Still, the modern Westerner, like those geo-arbitraging**** their way through college relying on Samuel’s cognitive labors, would do well to contemplate the lines of that Burundian blessing and ask, “We have cows [wealth]. What might we lack?”

 

For what shall it profit a man…

 

Yours in Struggle,

AMH Jon F

 

 

* Name changed.

** The hospital never sold the land.
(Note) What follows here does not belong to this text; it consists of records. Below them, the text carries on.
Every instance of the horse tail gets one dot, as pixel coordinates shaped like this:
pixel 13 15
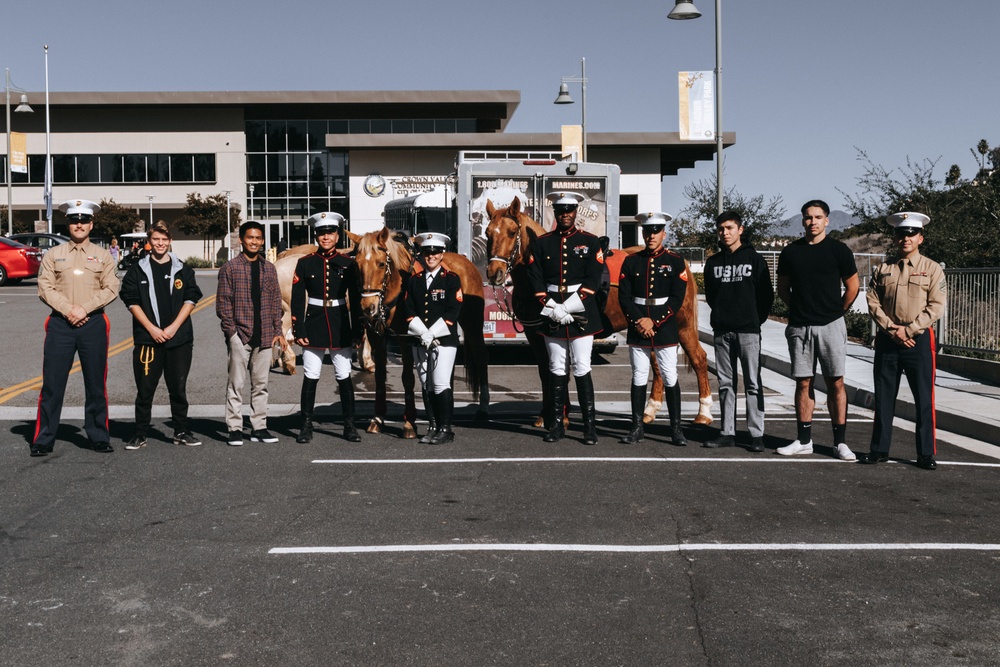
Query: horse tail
pixel 475 354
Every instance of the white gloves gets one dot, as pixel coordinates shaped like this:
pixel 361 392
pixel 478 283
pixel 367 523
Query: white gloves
pixel 574 304
pixel 440 328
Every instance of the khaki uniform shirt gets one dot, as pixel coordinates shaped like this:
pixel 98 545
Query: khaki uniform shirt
pixel 77 275
pixel 908 292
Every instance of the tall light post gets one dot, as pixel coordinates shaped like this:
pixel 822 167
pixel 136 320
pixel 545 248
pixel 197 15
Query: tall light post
pixel 22 107
pixel 226 240
pixel 564 98
pixel 683 9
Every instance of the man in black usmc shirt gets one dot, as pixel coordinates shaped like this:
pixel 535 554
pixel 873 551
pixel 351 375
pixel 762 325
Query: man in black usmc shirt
pixel 738 290
pixel 325 285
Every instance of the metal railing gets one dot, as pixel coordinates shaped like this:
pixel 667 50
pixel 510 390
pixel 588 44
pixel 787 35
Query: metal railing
pixel 972 317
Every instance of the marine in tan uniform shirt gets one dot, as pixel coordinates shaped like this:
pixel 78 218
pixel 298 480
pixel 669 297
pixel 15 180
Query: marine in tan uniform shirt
pixel 77 280
pixel 905 298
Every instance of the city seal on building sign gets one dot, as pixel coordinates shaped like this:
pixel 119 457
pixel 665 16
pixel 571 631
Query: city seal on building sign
pixel 374 185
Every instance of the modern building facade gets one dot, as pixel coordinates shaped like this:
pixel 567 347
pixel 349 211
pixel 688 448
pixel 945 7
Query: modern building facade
pixel 282 156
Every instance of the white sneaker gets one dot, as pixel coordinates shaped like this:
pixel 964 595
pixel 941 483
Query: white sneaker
pixel 795 448
pixel 845 453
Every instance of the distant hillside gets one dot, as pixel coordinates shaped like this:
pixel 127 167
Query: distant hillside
pixel 793 226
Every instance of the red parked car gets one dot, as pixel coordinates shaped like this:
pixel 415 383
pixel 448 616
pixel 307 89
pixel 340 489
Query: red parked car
pixel 17 261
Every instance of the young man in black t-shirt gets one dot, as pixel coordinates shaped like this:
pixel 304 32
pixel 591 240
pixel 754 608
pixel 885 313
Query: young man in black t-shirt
pixel 811 272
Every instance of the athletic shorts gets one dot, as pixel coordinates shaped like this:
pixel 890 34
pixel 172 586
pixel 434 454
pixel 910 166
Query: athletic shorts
pixel 826 344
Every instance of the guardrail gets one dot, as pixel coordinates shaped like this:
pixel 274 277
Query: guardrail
pixel 971 322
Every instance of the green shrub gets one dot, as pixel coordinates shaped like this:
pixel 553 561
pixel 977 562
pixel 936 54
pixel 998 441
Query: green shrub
pixel 199 263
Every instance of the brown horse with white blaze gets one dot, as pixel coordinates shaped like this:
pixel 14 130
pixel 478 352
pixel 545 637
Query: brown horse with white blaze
pixel 510 232
pixel 384 264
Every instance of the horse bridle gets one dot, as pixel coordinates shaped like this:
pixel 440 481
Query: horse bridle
pixel 504 304
pixel 381 320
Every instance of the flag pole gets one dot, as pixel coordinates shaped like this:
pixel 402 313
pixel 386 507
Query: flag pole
pixel 48 148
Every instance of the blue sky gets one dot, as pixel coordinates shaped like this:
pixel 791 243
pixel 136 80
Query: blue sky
pixel 805 83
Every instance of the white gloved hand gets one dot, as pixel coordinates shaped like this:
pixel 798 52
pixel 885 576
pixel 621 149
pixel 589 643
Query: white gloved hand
pixel 558 313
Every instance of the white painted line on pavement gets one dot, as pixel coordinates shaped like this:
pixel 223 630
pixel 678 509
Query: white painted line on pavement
pixel 626 459
pixel 637 548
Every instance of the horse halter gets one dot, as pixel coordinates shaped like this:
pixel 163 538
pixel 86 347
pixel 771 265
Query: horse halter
pixel 515 251
pixel 502 300
pixel 382 317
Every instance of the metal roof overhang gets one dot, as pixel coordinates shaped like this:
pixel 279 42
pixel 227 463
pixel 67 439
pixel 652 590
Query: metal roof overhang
pixel 674 153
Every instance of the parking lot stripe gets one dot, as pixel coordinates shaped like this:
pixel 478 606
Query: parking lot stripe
pixel 624 459
pixel 637 548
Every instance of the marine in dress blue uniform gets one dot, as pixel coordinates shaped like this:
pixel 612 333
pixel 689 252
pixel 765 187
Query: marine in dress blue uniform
pixel 651 289
pixel 905 298
pixel 431 308
pixel 77 280
pixel 326 312
pixel 565 268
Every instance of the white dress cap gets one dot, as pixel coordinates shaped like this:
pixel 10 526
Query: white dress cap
pixel 563 198
pixel 79 208
pixel 908 219
pixel 654 218
pixel 433 240
pixel 326 219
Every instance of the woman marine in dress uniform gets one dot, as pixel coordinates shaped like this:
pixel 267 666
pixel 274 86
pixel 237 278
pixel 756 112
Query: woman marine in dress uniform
pixel 651 290
pixel 565 268
pixel 324 298
pixel 431 307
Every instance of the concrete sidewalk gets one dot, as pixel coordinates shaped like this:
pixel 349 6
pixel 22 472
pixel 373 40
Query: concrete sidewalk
pixel 964 407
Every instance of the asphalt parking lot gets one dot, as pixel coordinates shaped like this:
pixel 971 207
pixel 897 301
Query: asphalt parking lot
pixel 495 550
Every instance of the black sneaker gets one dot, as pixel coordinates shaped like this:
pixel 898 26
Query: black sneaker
pixel 262 435
pixel 186 438
pixel 137 442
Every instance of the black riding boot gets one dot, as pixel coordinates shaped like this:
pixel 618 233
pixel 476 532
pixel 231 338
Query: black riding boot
pixel 431 421
pixel 444 407
pixel 638 393
pixel 347 406
pixel 674 406
pixel 585 394
pixel 307 403
pixel 560 387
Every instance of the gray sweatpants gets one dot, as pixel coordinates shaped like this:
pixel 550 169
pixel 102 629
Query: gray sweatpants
pixel 730 347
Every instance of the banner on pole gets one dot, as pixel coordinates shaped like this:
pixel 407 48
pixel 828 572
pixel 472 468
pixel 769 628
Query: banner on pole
pixel 19 152
pixel 697 105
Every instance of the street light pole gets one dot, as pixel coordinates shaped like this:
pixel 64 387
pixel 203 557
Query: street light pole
pixel 22 107
pixel 683 9
pixel 564 98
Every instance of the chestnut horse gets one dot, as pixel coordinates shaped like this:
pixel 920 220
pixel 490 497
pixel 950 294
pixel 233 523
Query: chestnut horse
pixel 384 264
pixel 508 235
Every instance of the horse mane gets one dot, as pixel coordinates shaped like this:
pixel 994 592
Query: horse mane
pixel 398 252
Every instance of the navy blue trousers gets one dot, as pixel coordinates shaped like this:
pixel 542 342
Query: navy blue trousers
pixel 63 342
pixel 919 364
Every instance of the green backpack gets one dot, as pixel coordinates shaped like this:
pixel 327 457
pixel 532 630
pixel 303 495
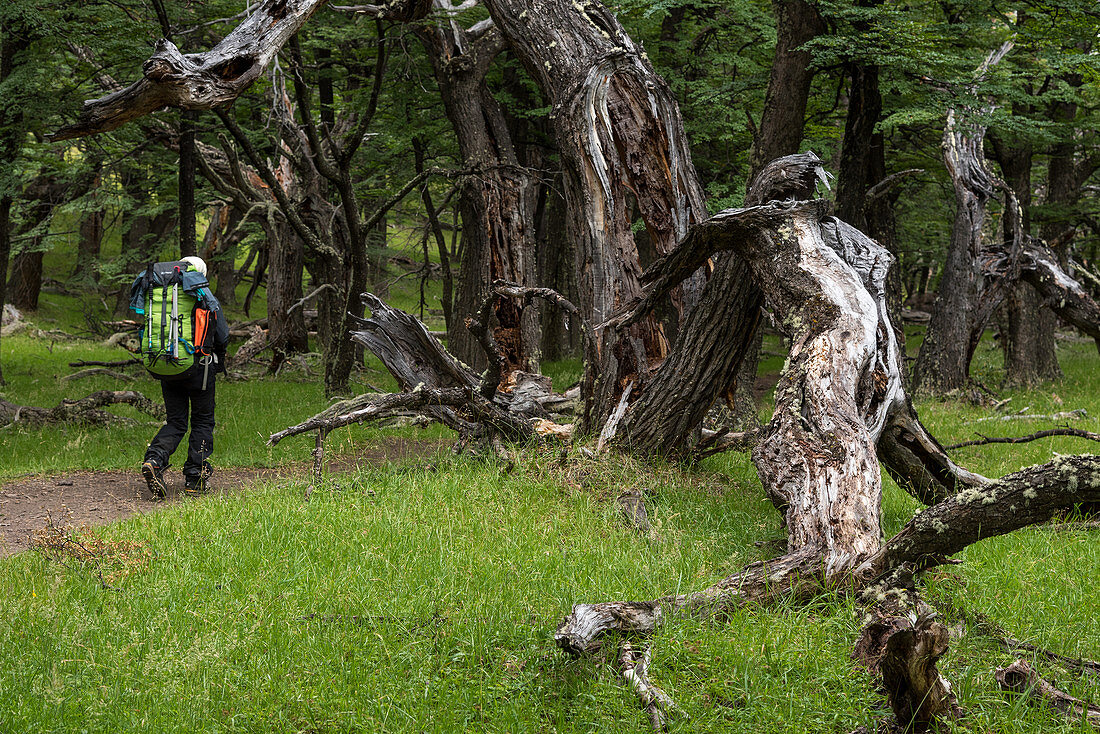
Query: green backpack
pixel 177 338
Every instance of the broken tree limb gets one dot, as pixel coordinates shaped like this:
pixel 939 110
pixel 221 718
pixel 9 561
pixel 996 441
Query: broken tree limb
pixel 198 81
pixel 902 642
pixel 1025 497
pixel 1021 678
pixel 90 372
pixel 1064 295
pixel 983 440
pixel 83 411
pixel 376 407
pixel 1023 415
pixel 653 700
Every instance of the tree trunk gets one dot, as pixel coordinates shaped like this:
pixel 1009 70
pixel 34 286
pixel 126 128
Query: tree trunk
pixel 12 42
pixel 186 183
pixel 91 230
pixel 1023 338
pixel 784 107
pixel 943 363
pixel 286 329
pixel 561 337
pixel 25 282
pixel 622 142
pixel 219 250
pixel 497 205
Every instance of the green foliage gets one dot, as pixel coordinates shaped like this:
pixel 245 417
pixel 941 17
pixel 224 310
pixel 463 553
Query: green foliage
pixel 405 599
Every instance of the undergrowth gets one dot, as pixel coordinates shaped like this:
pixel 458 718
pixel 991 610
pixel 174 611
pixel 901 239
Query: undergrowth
pixel 424 596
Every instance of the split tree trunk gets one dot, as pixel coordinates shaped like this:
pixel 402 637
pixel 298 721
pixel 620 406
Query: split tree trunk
pixel 497 201
pixel 622 144
pixel 944 361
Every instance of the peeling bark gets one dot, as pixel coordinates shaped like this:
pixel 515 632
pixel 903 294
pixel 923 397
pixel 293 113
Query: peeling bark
pixel 496 204
pixel 620 138
pixel 198 81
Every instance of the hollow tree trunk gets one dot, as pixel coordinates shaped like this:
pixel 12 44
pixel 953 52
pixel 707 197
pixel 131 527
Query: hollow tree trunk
pixel 286 329
pixel 497 203
pixel 944 361
pixel 620 137
pixel 25 282
pixel 780 133
pixel 1022 338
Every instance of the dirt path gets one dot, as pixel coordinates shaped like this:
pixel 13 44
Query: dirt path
pixel 97 497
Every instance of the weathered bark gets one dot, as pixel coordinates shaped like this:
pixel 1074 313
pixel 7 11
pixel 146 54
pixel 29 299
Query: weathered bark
pixel 705 364
pixel 622 144
pixel 496 203
pixel 25 282
pixel 219 250
pixel 1024 338
pixel 198 81
pixel 840 390
pixel 1040 267
pixel 186 183
pixel 944 361
pixel 784 109
pixel 556 256
pixel 88 245
pixel 286 328
pixel 40 197
pixel 943 364
pixel 13 41
pixel 902 642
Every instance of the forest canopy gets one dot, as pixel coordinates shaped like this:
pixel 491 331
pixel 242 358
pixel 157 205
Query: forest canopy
pixel 649 187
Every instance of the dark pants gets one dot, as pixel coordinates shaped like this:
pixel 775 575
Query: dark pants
pixel 180 397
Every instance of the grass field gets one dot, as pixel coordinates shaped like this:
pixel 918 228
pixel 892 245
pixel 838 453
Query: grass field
pixel 410 598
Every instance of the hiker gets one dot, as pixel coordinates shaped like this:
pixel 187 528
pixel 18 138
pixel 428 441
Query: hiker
pixel 183 343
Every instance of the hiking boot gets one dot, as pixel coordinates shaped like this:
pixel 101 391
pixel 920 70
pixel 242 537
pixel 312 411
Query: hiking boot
pixel 154 477
pixel 196 485
pixel 200 484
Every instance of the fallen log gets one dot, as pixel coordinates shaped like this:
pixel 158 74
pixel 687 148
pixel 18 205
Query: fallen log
pixel 1021 678
pixel 85 411
pixel 90 372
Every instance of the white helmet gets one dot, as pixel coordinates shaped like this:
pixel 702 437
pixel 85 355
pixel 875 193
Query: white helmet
pixel 196 263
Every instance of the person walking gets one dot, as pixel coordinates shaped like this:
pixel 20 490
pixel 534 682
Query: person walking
pixel 185 351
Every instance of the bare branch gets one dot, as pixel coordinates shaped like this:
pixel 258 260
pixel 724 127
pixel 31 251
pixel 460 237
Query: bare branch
pixel 1031 437
pixel 198 81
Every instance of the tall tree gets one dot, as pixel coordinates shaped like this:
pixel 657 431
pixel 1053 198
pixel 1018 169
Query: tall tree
pixel 497 197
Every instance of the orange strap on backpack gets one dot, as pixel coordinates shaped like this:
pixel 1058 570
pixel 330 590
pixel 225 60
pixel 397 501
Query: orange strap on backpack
pixel 202 319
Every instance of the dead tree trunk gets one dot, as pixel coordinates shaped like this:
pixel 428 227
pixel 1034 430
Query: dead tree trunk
pixel 944 362
pixel 839 394
pixel 496 200
pixel 620 138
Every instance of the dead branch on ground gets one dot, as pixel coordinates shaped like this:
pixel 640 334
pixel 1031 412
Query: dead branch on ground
pixel 985 440
pixel 86 411
pixel 1021 678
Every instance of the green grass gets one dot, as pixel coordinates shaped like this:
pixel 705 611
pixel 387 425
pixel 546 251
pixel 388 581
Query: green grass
pixel 405 599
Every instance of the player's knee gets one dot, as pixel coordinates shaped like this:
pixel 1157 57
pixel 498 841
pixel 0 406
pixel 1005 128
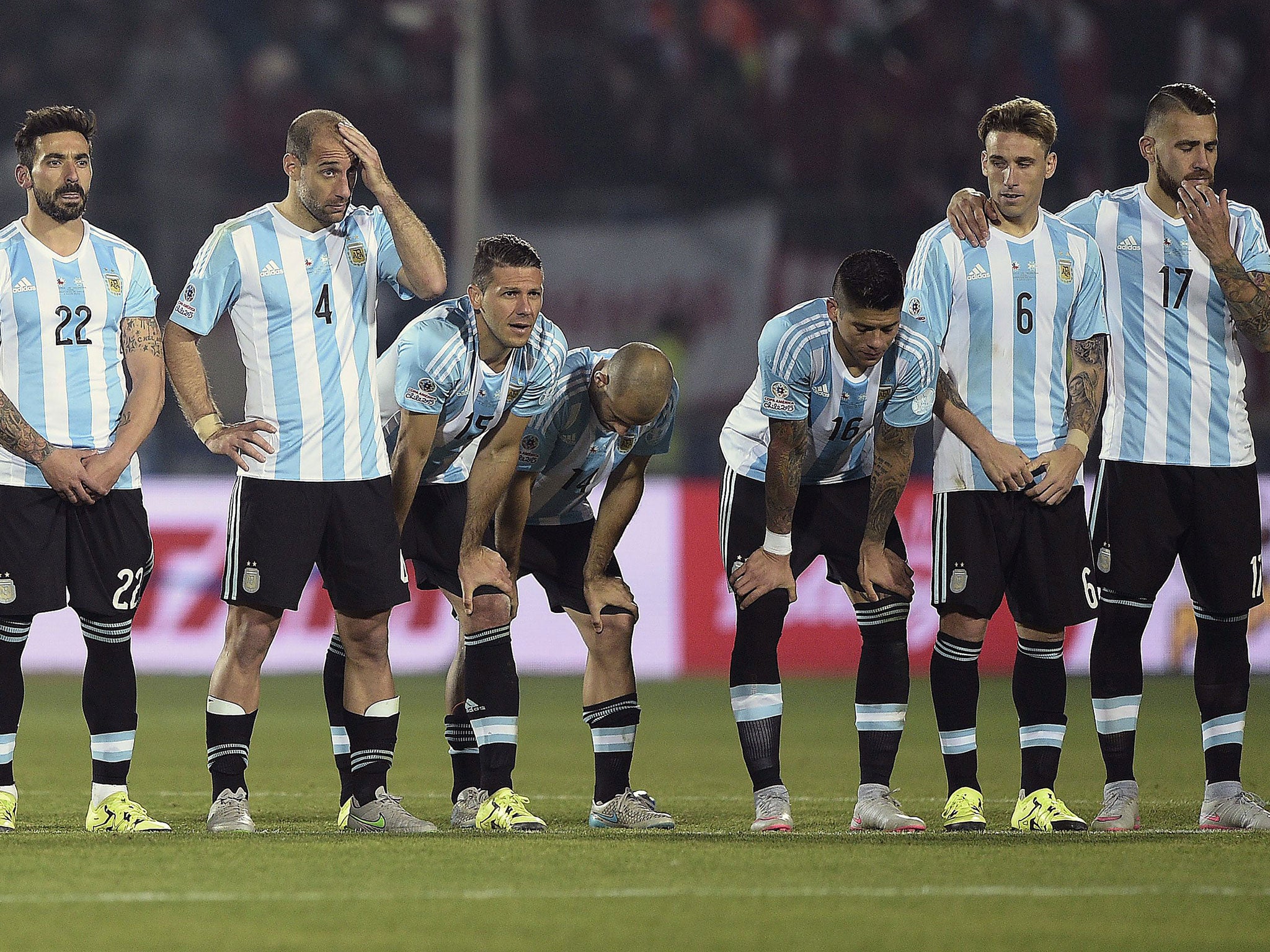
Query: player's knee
pixel 489 612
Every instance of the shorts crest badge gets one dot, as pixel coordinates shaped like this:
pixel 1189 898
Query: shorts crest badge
pixel 1105 559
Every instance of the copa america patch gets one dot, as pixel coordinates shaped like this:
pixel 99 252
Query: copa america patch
pixel 251 579
pixel 1105 559
pixel 923 402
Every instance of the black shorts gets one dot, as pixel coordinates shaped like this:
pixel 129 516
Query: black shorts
pixel 556 555
pixel 278 530
pixel 102 553
pixel 828 521
pixel 1146 516
pixel 990 544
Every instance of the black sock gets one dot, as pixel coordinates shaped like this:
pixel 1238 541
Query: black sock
pixel 110 696
pixel 755 683
pixel 13 639
pixel 464 754
pixel 1041 700
pixel 1116 679
pixel 333 690
pixel 1222 691
pixel 371 743
pixel 882 685
pixel 613 736
pixel 956 691
pixel 493 702
pixel 229 741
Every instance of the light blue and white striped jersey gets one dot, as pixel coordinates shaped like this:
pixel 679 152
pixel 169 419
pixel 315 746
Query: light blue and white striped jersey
pixel 573 452
pixel 1003 316
pixel 303 306
pixel 1175 382
pixel 433 367
pixel 61 361
pixel 802 376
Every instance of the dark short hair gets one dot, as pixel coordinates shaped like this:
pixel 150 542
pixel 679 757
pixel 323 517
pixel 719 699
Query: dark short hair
pixel 502 250
pixel 304 127
pixel 1179 97
pixel 869 280
pixel 1024 116
pixel 52 118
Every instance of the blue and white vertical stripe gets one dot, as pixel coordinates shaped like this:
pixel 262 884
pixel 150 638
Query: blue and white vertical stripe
pixel 756 702
pixel 1175 382
pixel 113 747
pixel 61 361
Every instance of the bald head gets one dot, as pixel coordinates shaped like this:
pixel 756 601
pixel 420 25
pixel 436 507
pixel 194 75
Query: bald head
pixel 639 381
pixel 309 126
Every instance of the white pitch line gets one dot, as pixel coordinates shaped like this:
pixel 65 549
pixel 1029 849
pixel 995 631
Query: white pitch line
pixel 985 891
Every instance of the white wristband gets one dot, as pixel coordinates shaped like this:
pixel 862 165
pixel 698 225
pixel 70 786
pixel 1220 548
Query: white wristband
pixel 778 542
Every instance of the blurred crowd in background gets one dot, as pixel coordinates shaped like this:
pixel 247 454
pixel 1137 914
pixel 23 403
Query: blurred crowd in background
pixel 851 120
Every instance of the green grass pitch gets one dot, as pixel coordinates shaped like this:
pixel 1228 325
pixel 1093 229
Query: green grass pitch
pixel 710 885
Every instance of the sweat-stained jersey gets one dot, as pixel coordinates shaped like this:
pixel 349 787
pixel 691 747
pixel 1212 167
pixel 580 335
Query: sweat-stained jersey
pixel 573 452
pixel 1003 316
pixel 303 306
pixel 433 367
pixel 61 361
pixel 1175 381
pixel 803 377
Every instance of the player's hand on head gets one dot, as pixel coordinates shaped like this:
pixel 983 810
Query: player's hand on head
pixel 969 214
pixel 367 156
pixel 1062 466
pixel 65 474
pixel 243 439
pixel 1006 465
pixel 606 591
pixel 883 571
pixel 484 566
pixel 1208 219
pixel 762 573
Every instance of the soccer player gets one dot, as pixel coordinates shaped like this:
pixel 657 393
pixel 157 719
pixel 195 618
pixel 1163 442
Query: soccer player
pixel 466 377
pixel 1023 342
pixel 610 413
pixel 818 454
pixel 299 278
pixel 1186 270
pixel 82 384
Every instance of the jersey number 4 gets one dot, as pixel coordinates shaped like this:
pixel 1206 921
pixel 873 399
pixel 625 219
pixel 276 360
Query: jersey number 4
pixel 66 314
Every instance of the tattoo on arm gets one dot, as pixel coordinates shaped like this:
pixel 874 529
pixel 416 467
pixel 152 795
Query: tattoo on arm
pixel 18 437
pixel 945 391
pixel 1085 384
pixel 788 451
pixel 893 460
pixel 141 335
pixel 1249 298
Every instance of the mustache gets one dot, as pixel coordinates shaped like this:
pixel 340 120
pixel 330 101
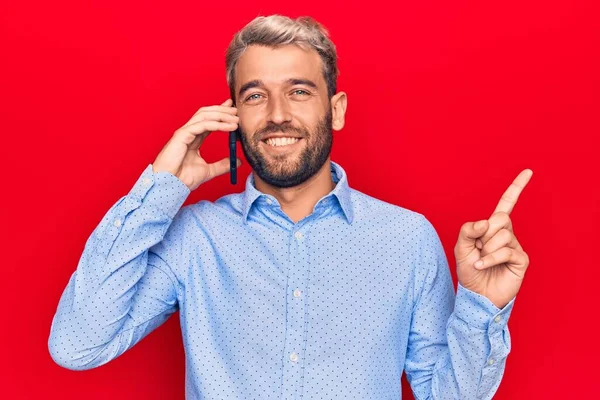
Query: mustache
pixel 284 128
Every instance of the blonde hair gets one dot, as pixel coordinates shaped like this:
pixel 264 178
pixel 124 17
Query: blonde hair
pixel 278 30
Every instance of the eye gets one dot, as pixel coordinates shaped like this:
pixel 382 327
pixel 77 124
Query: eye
pixel 251 97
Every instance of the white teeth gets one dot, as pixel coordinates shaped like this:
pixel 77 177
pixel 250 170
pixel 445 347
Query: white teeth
pixel 281 141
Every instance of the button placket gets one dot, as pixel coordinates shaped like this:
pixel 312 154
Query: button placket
pixel 296 309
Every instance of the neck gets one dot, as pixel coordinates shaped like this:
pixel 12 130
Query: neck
pixel 299 201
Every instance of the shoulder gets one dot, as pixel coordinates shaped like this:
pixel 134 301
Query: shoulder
pixel 370 209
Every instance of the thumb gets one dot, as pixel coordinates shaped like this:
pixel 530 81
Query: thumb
pixel 469 233
pixel 222 166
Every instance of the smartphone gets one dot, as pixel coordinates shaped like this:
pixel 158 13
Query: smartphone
pixel 233 138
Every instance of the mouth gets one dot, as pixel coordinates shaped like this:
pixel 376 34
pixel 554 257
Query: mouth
pixel 281 143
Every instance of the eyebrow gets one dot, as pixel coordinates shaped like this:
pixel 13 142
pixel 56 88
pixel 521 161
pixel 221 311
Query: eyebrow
pixel 292 81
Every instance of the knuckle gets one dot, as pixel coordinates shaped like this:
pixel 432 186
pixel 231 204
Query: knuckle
pixel 505 234
pixel 465 227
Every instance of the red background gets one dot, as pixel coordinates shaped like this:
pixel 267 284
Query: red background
pixel 448 102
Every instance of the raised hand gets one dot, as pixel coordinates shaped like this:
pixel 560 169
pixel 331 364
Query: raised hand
pixel 489 259
pixel 181 156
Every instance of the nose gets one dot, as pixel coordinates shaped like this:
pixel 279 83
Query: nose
pixel 279 111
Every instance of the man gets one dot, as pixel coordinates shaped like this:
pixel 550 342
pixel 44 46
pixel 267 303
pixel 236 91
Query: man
pixel 300 285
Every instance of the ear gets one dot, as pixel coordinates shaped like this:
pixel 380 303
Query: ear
pixel 339 103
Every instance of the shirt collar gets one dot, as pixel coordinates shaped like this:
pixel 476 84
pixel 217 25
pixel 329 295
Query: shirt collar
pixel 341 192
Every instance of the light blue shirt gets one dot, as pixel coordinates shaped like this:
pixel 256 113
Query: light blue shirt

It had no right or interest in doing so; however, neither could the family sell the land nor borrow against it until the balance was paid and the title redeemed. Occasionally, Westerners criticize African hospital fees or payment plans. One wonders what plan these critics have for keeping the lights on. In our setting, we often make 2 + 2 stretch to 5, 6, or even 7, but not to 23.

*** See, for example, T.S. Ashton’s defense of this transition (The Industrial Revolution, 1760-1830).

*** Geo-abritrage: Taking advantage of a mismatch in the cost of something between two disparate geographical regions. Smart people cost less in Kenya. Mediocrity in another country can take advantage of this fact.